Closed DwyaneLQY closed 1 year ago

DwyaneLQY commented 1 year ago

You guys are doing great work, and I really appreciate it! I'm currently going through the code, but I encountered an issue when attempting to run a few-shot TST experiment on the shakespeare dataset. Specifically, I encountered the Cuda out of memory problem on RTX 4090 24G.

I'm using my own bert-base style classifier (I noticed that the model you provided is also a bert-base model) and I have resampled a portion of the data from the original dataset for training. All other settings are set to default values in the code.

I'm a bit confused about why I'm exceeding the memory limit. Could it be due to some of the sentences in the shakespeare dataset being too long? I would greatly appreciate it if you could help answer my questions. Thank you!
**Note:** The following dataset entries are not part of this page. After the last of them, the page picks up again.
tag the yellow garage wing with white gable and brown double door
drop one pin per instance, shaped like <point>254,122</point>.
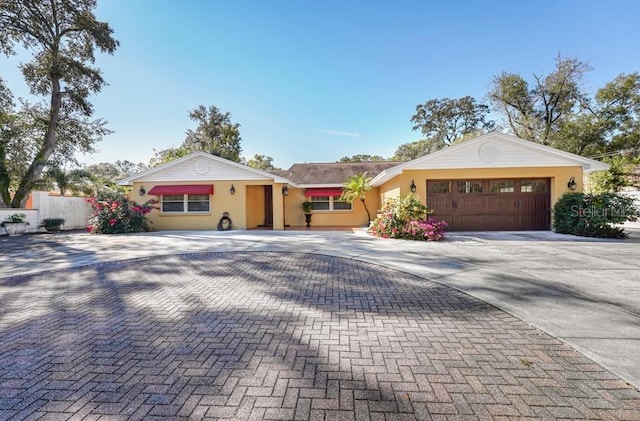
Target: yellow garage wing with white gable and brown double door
<point>494,182</point>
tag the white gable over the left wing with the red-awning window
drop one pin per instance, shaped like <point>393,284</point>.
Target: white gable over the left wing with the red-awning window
<point>201,166</point>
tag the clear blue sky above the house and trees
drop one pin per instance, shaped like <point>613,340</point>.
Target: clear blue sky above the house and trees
<point>316,81</point>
mingkaid commented 1 year ago

Thanks for your interest! If you resample your own Shakespeare subset, there is a chance you will get some examples that are too long for your GPU. Here are some strategies I would use to mitigate this problem:

  1. When you do sample_generate N times, split the task into several chunks so they don't all hit your GPU at the same time. You may need to slightly modify the code
  2. Keep the reward models (e.g., style classifiers) on a different GPU from the model you prompt to make room

Let me know if this issue persists for you.

DwyaneLQY commented 1 year ago

Great! I really appreciate your response. I carefully considered your advice and managed to successfully resolve the issue. Thank you once again for your assistance.